- Genre: Sketch comedy, sitcom
- Written by: Lenny Henry Chris Reddy (1985) Stan Hey (1987–1988) Andrew Nickolds (1987–1988)
- Directed by: Geoff Posner (1984–1988) Juliet May (1995) Michael Cumming (2004–2005)
- Starring: Lenny Henry
- Theme music composer: Simon Brint
- Country of origin: United Kingdom
- Original language: English
- No. of series: 7
- No. of episodes: 48

Production
- Executive producers: Kevin Lygo (1995) Polly McDonald (1995) Clive Tulloh (2004–2005) Mark Freeland (2004–2005)
- Producers: Geoff Posner (1984–1988) Geoff Atkinson (1995) Lissa Evans (2004–2005)
- Running time: 30 minutes
- Production companies: Crucial Films (1995) Tiger Aspect Productions (2004–2005)

Original release
- Network: BBC One
- Release: 4 September 1984 – 24 June 2005

Related
- Lenny Henry in Pieces (2000–2003)

= The Lenny Henry Show =

The Lenny Henry Show is a comedy sketch show (and in its 1987–1988 incarnation, a sitcom) featuring Lenny Henry.
It was originally broadcast between 1984 and 1988, and was later revived twice, in 1995 and 2004–2005.

==History==
===Original version (1984–1985)===
The original version of the show ran for two series on BBC 1 in 1984 and 1985. Each series had six episodes. A 40-minute special was aired in December 1987. Recurring guests include Nicholas Lyndhurst (3 episodes) and Robbie Coltrane (2 episodes). Bands featured on the 1984 series included Musical Youth and Second Image.

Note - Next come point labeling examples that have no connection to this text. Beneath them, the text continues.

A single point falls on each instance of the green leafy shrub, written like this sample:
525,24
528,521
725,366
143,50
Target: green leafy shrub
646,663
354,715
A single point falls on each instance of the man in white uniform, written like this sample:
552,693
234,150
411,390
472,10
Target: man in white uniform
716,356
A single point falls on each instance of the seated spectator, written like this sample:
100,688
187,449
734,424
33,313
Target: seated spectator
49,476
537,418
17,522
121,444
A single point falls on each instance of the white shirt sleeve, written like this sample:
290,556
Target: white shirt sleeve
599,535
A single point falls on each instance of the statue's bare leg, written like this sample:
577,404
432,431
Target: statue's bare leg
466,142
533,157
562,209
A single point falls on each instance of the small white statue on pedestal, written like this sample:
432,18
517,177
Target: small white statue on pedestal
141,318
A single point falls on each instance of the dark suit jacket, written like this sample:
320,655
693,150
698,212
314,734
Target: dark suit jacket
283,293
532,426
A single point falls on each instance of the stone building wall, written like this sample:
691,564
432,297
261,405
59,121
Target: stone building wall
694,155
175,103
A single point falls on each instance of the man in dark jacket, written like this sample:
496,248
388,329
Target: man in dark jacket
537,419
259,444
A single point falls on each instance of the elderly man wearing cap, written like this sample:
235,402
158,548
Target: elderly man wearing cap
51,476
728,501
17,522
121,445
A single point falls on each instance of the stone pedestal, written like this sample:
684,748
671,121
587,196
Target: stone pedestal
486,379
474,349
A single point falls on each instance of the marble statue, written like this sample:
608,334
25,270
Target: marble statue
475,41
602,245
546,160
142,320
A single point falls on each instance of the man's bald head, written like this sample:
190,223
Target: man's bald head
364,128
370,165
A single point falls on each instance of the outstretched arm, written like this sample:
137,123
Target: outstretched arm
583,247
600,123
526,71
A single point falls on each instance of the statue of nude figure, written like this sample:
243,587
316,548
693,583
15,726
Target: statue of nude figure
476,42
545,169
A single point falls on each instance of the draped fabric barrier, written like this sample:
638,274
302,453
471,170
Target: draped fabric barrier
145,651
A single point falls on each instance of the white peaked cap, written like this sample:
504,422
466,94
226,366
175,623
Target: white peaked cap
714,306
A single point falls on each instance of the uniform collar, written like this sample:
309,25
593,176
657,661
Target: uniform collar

===Sitcom incarnation (1987–1988)===
Two further series broadcast in 1987–1988 kept the same name, but followed a sitcom (rather than sketch-based) format. This version starred Henry as Delbert Wilkins, a well-meaning but trouble-prone pirate radio DJ at the fictional Brixton Broadcasting Corporation. At the end, Wilkins went "legit", gaining a job with the BBC World Service, and a son.

====Main cast====
- Lenny Henry as Delbert Wilkins
- Vas Blackwood as Winston
- Michael Mears as Alex
- Gina McKee as Julie
- Ellen Thomas as Rose
- Malcolm Rennie as Sgt. Lillie
- Pip Torrens as PC Monkhouse
- Louis Mahoney as Jake
- Nimmy March as Claudette

===1995 revival===
The show was revived for one series in 1995; it failed to pick up audiences and was cancelled after its first run.

===2004–2005 revival===
Lenny Henry revived the format once again in 2004 for two series of 8 episodes, containing stand-up and recurring sketches with recurring appearances by Gina Yashere.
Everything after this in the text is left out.